An enlightening experience: I’ve been creating for as long as I can remember. Cliché as it might sound, I had a life-changing meditation out on my porch in 2011, and afterwards, I knew I was going to work with light. It started with long-exposure photography, but I wanted to do something more tangible that people could interact with rather than just look at. That’s when the panels came into play—as you move around or view them from a distance, they take on different forms.

McKinney’s Breaking Through number 2 (RGBW LED, acrylic, enamel, and plexiglass; 24 x 48 inches)

Clean slate: For three years following that meditation, I completely disengaged from commercial culture.

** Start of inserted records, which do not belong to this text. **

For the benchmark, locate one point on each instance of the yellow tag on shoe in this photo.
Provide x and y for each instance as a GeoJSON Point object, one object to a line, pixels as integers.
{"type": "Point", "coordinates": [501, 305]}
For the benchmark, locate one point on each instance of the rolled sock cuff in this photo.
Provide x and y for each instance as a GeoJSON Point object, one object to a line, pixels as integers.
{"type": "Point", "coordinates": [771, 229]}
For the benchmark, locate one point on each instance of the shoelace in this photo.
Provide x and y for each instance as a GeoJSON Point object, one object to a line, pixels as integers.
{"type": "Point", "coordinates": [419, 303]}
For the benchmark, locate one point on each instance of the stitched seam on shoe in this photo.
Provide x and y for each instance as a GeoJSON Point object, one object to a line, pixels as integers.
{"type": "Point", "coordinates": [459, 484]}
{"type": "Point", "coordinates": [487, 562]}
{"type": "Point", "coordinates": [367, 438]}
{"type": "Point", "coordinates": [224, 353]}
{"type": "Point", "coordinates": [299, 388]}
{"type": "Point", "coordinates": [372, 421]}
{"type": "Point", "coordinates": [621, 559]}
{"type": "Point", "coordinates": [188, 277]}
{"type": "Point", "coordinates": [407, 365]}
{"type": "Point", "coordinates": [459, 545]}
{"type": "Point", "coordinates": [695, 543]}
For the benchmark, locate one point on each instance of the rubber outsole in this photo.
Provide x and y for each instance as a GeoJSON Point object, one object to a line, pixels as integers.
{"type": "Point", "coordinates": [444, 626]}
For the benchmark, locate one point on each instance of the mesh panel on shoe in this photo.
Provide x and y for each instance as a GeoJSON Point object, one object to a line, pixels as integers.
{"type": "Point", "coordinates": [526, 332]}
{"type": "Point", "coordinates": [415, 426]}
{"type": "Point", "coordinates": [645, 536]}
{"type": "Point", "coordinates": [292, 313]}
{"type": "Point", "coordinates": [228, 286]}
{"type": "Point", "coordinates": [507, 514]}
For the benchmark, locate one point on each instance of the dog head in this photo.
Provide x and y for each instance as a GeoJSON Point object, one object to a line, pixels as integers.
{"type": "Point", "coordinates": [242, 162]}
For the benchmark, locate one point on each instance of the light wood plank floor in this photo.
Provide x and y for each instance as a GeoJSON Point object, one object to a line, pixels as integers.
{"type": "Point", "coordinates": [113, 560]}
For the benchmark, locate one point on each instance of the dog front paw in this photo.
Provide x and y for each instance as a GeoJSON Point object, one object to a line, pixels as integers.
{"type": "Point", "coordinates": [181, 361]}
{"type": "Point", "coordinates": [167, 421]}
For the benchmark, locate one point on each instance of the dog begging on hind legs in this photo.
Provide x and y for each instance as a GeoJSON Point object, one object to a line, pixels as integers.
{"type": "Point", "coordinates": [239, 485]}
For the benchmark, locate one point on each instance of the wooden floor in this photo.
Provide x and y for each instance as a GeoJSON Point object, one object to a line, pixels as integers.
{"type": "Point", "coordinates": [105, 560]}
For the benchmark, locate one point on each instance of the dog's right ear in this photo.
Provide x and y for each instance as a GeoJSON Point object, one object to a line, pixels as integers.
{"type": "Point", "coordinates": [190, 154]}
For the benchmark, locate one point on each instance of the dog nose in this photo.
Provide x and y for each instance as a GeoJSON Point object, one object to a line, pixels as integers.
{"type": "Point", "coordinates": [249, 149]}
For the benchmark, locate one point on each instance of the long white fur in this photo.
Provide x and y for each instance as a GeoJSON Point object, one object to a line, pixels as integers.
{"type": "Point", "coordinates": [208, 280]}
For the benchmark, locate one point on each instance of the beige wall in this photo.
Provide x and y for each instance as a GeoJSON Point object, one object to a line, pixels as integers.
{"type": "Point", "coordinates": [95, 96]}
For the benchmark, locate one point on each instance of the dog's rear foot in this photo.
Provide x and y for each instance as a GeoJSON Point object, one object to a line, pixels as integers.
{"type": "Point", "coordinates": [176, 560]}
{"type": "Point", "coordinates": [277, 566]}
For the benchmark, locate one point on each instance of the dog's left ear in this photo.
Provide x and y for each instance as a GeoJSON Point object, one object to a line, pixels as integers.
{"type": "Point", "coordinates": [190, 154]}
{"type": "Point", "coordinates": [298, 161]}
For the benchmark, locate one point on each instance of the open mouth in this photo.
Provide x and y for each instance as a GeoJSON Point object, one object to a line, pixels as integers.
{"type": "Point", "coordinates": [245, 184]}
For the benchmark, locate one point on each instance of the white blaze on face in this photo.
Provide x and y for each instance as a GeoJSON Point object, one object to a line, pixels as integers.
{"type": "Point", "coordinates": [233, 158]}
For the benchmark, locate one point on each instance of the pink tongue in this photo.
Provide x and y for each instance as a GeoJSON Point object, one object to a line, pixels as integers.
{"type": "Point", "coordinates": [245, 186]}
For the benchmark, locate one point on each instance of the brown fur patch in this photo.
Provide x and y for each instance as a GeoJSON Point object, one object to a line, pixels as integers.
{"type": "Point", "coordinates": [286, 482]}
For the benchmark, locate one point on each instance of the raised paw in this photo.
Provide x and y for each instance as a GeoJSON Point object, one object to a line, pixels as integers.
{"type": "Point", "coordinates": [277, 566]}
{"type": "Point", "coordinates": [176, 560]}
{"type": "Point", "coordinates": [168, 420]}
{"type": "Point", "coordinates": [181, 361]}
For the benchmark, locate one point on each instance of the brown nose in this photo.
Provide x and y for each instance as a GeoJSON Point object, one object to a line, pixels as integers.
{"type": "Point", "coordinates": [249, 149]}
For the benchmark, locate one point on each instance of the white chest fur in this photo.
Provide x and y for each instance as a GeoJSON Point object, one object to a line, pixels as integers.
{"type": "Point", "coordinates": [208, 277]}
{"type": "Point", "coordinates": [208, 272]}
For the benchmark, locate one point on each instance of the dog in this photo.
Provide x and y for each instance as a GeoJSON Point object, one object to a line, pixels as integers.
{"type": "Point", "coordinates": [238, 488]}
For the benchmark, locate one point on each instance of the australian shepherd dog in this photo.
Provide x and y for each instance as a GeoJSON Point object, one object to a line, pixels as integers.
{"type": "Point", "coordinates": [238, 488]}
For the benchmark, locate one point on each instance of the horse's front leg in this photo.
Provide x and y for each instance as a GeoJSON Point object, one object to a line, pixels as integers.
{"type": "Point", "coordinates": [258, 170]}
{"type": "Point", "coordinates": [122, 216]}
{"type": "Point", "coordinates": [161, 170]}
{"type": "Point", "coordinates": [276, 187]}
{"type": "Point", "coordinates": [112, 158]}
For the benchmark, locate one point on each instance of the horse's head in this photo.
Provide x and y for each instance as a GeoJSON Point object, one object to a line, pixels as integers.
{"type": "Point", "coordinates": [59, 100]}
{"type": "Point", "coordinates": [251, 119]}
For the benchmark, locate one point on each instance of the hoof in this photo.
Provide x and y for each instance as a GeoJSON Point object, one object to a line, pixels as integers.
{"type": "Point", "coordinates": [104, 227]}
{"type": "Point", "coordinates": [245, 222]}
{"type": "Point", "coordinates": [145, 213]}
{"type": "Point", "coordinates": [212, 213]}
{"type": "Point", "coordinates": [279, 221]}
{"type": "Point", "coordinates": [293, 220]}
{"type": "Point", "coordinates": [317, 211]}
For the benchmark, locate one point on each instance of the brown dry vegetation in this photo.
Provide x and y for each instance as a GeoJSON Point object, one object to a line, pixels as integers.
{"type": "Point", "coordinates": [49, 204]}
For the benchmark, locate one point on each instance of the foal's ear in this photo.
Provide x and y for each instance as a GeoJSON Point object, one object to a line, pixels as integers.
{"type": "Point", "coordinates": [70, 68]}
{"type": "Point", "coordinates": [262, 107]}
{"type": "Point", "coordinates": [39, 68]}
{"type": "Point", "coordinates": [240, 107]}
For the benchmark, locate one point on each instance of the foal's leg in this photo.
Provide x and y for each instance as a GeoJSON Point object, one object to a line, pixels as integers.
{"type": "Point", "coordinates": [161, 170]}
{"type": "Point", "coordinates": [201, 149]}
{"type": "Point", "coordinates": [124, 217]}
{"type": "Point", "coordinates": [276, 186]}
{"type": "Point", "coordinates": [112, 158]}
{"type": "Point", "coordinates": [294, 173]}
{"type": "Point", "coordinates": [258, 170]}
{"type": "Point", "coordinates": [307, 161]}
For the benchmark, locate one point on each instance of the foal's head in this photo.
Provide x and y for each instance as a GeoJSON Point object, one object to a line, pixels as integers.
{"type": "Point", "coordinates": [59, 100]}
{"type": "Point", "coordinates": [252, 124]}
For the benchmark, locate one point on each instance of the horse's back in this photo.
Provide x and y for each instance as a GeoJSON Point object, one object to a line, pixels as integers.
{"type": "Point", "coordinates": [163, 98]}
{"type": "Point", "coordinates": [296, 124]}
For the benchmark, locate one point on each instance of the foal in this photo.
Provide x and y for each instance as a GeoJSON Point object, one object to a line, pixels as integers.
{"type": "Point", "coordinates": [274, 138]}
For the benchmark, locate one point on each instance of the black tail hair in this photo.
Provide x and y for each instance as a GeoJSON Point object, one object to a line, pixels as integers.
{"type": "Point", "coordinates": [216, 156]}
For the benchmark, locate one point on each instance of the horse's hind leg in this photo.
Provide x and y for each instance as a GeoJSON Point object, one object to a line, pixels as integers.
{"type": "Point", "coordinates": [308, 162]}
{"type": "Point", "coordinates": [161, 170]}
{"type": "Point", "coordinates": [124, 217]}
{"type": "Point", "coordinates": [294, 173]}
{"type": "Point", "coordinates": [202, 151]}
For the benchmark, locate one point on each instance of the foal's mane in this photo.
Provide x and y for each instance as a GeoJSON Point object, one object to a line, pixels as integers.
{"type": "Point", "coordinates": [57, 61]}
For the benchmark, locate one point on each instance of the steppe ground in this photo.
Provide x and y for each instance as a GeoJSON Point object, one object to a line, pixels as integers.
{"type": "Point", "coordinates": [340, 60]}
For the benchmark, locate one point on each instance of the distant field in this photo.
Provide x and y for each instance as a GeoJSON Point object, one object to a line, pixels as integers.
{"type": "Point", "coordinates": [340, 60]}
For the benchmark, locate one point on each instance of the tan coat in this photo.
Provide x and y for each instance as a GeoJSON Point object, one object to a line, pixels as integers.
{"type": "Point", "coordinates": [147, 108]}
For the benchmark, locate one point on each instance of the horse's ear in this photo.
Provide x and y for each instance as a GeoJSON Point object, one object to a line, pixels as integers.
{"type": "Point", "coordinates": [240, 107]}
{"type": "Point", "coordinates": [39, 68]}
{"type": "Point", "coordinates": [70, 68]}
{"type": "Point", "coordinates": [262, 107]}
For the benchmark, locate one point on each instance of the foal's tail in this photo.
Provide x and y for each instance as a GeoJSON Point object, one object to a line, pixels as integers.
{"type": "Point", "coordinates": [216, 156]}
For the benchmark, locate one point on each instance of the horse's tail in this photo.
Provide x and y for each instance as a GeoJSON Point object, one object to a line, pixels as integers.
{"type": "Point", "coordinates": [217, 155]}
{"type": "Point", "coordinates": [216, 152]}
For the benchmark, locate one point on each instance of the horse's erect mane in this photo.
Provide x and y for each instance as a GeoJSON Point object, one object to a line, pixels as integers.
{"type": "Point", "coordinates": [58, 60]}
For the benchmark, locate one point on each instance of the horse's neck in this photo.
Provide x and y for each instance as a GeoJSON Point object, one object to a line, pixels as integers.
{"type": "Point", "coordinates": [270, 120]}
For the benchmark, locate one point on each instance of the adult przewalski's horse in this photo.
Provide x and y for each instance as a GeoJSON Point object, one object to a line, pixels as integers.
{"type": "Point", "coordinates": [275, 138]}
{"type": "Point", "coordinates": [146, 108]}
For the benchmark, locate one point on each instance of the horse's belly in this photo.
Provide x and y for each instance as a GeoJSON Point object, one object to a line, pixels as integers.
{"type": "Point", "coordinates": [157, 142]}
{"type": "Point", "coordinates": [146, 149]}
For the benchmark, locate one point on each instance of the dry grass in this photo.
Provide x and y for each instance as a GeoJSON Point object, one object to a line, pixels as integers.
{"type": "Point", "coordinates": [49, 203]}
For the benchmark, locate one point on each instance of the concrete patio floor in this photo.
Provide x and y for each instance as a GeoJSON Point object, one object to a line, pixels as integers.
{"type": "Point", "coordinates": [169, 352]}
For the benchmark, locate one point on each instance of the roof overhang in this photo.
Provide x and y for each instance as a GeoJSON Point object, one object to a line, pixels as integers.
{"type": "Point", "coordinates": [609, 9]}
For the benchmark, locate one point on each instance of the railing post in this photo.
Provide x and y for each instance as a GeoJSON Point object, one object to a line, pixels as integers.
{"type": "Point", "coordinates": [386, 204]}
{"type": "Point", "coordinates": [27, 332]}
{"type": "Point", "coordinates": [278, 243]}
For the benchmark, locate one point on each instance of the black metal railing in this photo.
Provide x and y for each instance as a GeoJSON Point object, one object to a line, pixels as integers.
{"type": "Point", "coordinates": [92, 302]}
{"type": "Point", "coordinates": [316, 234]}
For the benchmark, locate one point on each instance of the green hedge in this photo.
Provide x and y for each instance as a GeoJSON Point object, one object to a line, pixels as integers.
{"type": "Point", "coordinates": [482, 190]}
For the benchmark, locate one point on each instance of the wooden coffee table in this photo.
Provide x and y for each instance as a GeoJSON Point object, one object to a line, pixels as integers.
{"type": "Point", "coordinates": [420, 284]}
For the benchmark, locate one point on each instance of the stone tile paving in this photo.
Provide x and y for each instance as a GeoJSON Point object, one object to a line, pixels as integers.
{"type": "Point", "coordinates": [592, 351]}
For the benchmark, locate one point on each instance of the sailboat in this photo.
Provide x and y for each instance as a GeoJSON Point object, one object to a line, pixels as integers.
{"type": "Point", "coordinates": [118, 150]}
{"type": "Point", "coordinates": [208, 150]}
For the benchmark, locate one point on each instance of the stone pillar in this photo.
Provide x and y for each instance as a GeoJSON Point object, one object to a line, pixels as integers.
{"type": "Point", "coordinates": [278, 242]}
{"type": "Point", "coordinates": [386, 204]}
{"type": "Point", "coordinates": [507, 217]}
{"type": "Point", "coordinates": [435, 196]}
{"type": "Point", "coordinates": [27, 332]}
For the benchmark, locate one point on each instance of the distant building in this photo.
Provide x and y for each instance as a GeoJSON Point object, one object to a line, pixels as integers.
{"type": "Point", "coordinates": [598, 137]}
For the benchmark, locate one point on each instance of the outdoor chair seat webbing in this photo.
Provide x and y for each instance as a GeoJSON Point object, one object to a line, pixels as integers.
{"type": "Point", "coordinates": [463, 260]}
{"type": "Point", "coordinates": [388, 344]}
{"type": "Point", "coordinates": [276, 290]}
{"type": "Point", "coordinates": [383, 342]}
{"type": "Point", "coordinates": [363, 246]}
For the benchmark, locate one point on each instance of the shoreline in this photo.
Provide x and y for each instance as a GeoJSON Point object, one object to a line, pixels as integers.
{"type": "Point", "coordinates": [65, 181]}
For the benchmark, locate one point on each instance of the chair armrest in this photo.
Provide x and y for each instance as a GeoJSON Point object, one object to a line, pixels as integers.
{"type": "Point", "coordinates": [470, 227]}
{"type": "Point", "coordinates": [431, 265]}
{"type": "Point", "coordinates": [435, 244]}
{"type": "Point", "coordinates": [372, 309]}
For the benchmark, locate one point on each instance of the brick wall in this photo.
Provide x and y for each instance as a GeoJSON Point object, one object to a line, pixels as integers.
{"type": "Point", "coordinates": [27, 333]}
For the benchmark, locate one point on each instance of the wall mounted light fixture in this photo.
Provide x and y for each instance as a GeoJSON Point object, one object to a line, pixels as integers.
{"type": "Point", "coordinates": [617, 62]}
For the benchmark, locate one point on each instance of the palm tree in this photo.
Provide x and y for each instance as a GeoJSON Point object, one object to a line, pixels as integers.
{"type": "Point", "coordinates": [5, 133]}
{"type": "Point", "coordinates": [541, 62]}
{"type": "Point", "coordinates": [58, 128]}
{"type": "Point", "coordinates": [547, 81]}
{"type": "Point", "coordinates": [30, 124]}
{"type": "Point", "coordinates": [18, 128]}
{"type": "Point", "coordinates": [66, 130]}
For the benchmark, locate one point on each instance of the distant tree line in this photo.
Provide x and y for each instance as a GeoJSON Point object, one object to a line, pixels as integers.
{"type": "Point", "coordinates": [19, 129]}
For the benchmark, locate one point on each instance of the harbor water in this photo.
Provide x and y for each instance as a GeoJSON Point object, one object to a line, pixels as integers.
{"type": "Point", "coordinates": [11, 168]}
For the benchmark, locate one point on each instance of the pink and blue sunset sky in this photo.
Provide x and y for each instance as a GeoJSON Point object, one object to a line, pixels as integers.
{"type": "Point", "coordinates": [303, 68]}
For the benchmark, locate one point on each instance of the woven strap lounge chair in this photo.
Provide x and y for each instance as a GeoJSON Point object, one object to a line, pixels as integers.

I read that the average person spends 20 years of their life looking at an electronic screen, and that was insane to me—I decided that I wanted to do something meaningful instead and leave something behind with the time I had left.

Finding a medium: I started making stencils for light projections, which led to blacking out the plexiglass and etching to chip away at the paint. Now the process involves anything from airbrushing to burning, but who knows where the next “mistake” might lead.

Double life: I’m a night owl. My wife, Jessica, and I have two boys, who are five and three, so I usually do all my artwork between 11 p.m. and 2 a.m. in an area of my garage that I converted into a shop.

No right answers: My work can be very surprising. Everyone sees something different in it, like those inkblot tests. The sense of unknowing is what drew me to this form, and that’s what I’m trying to convey—when you stop trying to explain everything, you can stop for a moment to see that it’s constantly changing. Everything is in a continual process.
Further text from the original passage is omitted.